Correa do Lago promette due roadmap: “Proverò a non deludervi”
Alla plenaria conclusiva, il presidente della Cop30 André Correa do Lago ha riconosciuto che “qualcuno avrebbe voluto di più”, promettendo di guidare un nuovo processo in due direzioni: fermare e invertire la deforestazione da un lato, gestire una transizione “equa e ordinata” dall’altro. Due roadmap che definisce “inclusive e guidate dalla scienza”, nel segno del mutirão, la tradizione amazzonica della collaborazione comunitaria da cui prende nome la proposta brasiliana sul tavolo.
Europa: “Poca ambizione, ma lo sosteniamo”

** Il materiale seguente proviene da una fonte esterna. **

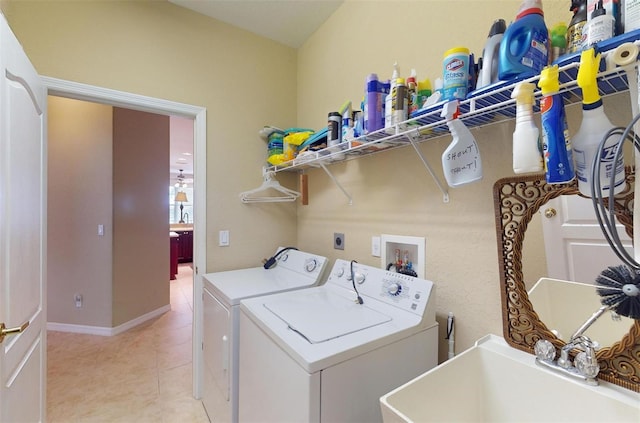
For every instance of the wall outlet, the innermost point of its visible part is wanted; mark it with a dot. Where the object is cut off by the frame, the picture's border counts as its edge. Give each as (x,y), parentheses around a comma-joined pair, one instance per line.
(223,238)
(375,246)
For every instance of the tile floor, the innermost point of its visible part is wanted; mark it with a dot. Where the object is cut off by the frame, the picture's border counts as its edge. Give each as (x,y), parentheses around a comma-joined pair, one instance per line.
(142,375)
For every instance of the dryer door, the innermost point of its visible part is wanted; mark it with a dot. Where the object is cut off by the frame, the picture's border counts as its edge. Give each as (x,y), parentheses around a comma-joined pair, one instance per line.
(216,345)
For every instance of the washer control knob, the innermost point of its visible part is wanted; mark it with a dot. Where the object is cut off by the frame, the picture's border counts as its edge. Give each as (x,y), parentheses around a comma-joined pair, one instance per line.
(310,265)
(394,289)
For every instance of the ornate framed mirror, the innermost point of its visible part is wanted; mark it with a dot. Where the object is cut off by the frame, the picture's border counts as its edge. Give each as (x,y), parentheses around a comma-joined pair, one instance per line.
(517,200)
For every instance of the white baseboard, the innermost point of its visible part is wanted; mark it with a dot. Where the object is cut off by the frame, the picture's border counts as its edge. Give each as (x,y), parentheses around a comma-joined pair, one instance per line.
(104,331)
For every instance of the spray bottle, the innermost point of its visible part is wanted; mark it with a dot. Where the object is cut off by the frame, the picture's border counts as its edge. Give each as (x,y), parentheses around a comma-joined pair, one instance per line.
(600,26)
(412,92)
(526,137)
(593,129)
(461,161)
(556,143)
(388,110)
(576,36)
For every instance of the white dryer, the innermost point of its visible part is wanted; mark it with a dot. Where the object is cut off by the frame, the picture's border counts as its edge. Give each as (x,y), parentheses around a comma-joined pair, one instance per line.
(292,269)
(319,355)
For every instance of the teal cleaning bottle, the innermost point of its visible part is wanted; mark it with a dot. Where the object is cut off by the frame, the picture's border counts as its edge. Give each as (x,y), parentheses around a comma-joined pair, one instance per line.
(556,143)
(524,49)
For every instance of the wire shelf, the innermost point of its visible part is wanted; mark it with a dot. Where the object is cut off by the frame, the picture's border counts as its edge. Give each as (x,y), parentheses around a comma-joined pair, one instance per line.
(482,107)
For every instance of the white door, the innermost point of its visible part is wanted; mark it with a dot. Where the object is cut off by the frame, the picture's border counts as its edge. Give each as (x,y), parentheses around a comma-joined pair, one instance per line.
(575,247)
(22,234)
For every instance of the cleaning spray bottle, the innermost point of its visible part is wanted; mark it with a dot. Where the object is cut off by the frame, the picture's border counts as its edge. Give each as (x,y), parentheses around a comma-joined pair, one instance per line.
(600,25)
(556,143)
(593,129)
(388,110)
(524,47)
(461,161)
(576,36)
(526,138)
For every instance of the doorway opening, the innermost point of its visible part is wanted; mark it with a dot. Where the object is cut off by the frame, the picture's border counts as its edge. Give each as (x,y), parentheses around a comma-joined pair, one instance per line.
(197,114)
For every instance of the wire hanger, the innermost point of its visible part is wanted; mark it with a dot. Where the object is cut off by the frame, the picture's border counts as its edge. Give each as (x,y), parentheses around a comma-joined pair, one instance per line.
(261,194)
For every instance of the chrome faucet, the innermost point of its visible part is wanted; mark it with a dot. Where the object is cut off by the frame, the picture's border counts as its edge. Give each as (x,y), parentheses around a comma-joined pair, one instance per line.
(585,364)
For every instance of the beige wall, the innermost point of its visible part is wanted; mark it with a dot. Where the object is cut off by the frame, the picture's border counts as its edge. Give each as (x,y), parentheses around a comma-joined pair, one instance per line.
(140,218)
(245,82)
(392,192)
(161,50)
(79,198)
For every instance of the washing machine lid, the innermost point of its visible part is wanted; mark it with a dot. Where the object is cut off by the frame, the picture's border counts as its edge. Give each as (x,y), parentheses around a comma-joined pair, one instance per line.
(318,319)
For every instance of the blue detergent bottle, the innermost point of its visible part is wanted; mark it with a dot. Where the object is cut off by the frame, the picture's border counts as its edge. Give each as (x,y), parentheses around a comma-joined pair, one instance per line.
(524,50)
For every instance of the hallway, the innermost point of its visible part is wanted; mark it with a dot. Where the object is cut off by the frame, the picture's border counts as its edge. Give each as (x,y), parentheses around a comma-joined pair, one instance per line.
(142,375)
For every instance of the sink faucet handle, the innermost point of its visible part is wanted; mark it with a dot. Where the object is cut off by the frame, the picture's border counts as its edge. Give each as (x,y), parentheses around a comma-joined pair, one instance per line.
(587,363)
(544,350)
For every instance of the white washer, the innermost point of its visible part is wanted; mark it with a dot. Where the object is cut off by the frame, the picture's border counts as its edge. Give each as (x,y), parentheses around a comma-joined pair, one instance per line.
(316,355)
(221,304)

Da parte europea, il clima è di cauto sostegno. «Non nascondiamo che avremmo preferito qualcosa di più, e più ambizione su tutto», ha dichiarato il commissario Ue al clima Wopke Hoekstra annunciando il via libera dell’Unione al testo elaborato dalla presidenza brasiliana. Una posizione che riflette la linea interna dei Ventisette, reduci dall’accordo sulla riduzione del 66–72% delle emissioni entro il 2035.
Italia tra diplomazia, imprese e radici culturali
Al vertice di Belém l’Italia era rappresentata dal ministro degli Esteri Antonio Tajani, che ha ribadito il ruolo del nostro Paese nella definizione del nuovo target europeo e la necessità di un approccio «razionale ed equilibrato» alla transizione. «Non può esserci lotta al cambiamento climatico senza tener conto della questione sociale», ha avvertito Tajani criticando «obiettivi irrealistici» che rischiano di frenare competitività e industria.
Durante la missione, Tajani ha visitato il Padiglione italiano ospitato sulla piattaforma galleggiante AquaPraça, simbolo del contributo nazionale tra diplomazia, innovazione e cooperazione economica. Nel programma anche momenti culturali e sociali, come le tappe alla Basilica di Nazaré progettata da Gino Coppedé e alle realtà italiane impegnate nel sostegno sanitario e comunitario.